Mineralization Assays.

To stain mineral, cultures were either fixed in 95% ethanol at 37°C for 5 min, rehydrated, then stained using von Kossa’s method as described previously (32) or stained for alizarin red as described previously (32). Briefly, the media was removed, and the cells were air dried, fixed in 50% ethanol three times, and then stained with alizarin red (Sigma; 100 mg/ml in 0.01% NaOH) for 5 min. After a PBS wash, retained dye was extracted in a solution of 20% methanol and 10% acetic acid, and then the absorbance was measured at A450.
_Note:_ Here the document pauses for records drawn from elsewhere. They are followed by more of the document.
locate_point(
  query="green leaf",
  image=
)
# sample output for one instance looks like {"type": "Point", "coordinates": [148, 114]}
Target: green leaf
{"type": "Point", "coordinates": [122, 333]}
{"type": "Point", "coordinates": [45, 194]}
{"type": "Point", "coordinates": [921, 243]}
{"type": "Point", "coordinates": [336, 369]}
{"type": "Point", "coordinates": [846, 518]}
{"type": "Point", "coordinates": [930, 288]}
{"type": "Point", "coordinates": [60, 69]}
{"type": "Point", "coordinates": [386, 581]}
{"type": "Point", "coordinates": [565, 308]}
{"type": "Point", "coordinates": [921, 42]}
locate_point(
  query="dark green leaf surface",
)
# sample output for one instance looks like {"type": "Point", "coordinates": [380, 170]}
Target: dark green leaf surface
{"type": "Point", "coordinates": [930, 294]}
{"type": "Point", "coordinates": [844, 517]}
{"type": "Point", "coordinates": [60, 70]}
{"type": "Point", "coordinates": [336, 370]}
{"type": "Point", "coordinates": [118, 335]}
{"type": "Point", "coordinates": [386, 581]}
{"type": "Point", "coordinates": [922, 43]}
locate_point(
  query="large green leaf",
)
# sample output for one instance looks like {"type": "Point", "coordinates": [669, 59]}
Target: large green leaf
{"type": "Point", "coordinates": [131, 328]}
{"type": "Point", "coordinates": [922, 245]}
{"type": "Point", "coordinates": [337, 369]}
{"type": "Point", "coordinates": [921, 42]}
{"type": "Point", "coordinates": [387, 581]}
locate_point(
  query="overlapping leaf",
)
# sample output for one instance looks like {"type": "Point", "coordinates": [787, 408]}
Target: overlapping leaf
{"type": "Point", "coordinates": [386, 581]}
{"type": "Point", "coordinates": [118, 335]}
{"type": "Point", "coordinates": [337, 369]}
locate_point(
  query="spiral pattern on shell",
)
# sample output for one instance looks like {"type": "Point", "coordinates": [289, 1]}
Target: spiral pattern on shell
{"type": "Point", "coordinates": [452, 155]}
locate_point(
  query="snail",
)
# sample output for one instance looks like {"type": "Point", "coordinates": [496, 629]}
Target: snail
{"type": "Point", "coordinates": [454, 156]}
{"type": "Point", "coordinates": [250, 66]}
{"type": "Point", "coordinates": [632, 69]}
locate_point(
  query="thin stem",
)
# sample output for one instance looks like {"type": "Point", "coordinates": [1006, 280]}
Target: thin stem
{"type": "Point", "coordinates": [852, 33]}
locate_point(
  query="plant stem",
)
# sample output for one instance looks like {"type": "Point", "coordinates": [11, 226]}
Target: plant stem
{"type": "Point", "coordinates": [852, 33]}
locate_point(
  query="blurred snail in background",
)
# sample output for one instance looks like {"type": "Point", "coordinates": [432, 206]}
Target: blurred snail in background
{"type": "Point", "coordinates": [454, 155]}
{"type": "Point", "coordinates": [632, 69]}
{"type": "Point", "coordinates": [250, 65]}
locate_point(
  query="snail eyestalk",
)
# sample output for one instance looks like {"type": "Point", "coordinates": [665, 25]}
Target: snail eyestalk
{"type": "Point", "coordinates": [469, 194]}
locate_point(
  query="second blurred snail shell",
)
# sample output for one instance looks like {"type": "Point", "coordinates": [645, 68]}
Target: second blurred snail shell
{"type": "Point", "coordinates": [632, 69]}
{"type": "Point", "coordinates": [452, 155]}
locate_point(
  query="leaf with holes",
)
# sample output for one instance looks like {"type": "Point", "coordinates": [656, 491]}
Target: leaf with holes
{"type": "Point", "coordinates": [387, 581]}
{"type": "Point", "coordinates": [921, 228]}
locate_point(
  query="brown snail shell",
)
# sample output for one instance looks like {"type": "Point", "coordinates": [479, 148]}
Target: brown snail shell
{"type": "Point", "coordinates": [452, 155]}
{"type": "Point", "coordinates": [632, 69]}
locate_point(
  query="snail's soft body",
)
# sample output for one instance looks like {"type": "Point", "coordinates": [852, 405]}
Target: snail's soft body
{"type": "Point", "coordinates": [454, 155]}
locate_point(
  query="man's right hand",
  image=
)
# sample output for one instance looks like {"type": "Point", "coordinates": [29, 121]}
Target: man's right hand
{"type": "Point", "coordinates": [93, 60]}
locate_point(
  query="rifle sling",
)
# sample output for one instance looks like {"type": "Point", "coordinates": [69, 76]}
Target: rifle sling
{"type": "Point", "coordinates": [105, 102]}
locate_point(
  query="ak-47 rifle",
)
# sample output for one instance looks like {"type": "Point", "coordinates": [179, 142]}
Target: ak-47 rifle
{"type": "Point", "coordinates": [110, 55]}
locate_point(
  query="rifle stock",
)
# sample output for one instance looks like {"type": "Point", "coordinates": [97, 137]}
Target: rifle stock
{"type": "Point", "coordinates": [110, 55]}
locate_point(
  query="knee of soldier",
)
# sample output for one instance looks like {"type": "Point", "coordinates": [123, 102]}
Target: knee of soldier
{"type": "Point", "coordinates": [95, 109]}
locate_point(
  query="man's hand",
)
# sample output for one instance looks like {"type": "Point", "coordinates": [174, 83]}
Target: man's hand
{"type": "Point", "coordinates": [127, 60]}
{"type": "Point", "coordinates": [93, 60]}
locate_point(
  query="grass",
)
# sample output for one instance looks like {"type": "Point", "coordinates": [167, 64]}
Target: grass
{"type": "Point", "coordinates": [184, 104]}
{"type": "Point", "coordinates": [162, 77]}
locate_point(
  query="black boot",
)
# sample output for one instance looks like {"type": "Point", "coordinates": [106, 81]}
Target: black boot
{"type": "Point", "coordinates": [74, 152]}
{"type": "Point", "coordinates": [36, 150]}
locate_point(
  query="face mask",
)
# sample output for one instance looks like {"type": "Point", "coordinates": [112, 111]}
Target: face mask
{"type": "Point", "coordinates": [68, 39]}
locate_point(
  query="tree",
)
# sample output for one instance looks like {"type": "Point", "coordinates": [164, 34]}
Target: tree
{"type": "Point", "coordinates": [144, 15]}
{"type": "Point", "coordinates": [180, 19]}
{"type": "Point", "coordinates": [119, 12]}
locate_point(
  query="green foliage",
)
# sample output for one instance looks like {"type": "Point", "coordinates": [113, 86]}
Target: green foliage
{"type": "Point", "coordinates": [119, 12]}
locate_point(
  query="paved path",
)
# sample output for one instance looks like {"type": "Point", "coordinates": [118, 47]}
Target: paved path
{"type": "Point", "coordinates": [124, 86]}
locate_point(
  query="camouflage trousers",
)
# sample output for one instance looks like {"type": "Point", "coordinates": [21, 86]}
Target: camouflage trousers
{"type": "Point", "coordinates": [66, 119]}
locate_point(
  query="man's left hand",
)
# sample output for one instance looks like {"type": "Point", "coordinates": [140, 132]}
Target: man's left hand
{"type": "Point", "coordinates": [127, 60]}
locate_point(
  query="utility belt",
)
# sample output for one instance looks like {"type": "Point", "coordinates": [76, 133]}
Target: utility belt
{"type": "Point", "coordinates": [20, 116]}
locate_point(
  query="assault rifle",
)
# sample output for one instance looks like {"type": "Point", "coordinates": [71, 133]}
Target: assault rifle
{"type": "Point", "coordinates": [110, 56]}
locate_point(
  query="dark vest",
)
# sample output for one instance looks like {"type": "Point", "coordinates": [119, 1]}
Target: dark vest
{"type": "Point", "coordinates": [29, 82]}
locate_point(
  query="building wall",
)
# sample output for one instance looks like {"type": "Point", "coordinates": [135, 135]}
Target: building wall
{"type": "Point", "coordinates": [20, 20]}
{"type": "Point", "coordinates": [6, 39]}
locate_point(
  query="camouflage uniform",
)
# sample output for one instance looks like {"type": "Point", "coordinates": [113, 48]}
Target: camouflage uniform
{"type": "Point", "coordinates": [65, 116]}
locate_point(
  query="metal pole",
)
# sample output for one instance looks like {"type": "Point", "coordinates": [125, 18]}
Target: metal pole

Plasmids and Transfections.

To create the VEGF promoter reporter construct pSV-VEGF(−2271/+382)-Luc, first the SV40 poly(A) signal was excised from pGL2-basic (Promega, Madison, WI) using XbaI and BamHI, and ligated into the XbaI and BamHI sites of pBluescript sk(-) (Stratagene), resulting in the plasmid designated pBSV. Then, the luciferase cDNA was excised from pGL2-basic using HindIII and BamHI and ligated into HindIII and BamHI sites of pBSV, resulting in the plasmid designated pBSVL. Then, genomic DNA (1 μg), purified from human lymphocytes was subjected to LA-PCR (Takara Shuzo Co., Ltd., Tokyo, Japan) using primers for VEGF. The forward primer was 5′-ACCTTGCTGGGTACCACCATGGAG-3′, and the reveres primer was 5′-GGACGAAAAGTTTCAGTGCGACGC-3′. PCR conditions were 94°C for 1 min once, then 94°C for 30 s, 65°C for 1 min, and 72°C for 4 min repeated for 30 cycles. The ∼3-kb PCR product was cloned into the SmaI site of pBluescript and sequenced to confirm that it was the VEGF promoter. Then, the 2.6-kb HindIII fragment that encompassed 2271 bp upstream of the VEGF transcription initiation site and 382 bp downstream of the transcription initiation site was subcloned into HindII site upstream of luciferase in pBSVL to give the plasmid designated pSVVEGF(−2271/+382)-Luc. The VEGF 165 expression vector, which contains the cDNA encoding the 165 VEGF isoform, has been described previously (33). Cells were transfected using liposome-mediated transfection (Superfect; Qiagen, Valencia, CA) as recommended by the manufacturer. Luciferase activity was measured and normalized between transfections using the dual luciferase assay (Promega).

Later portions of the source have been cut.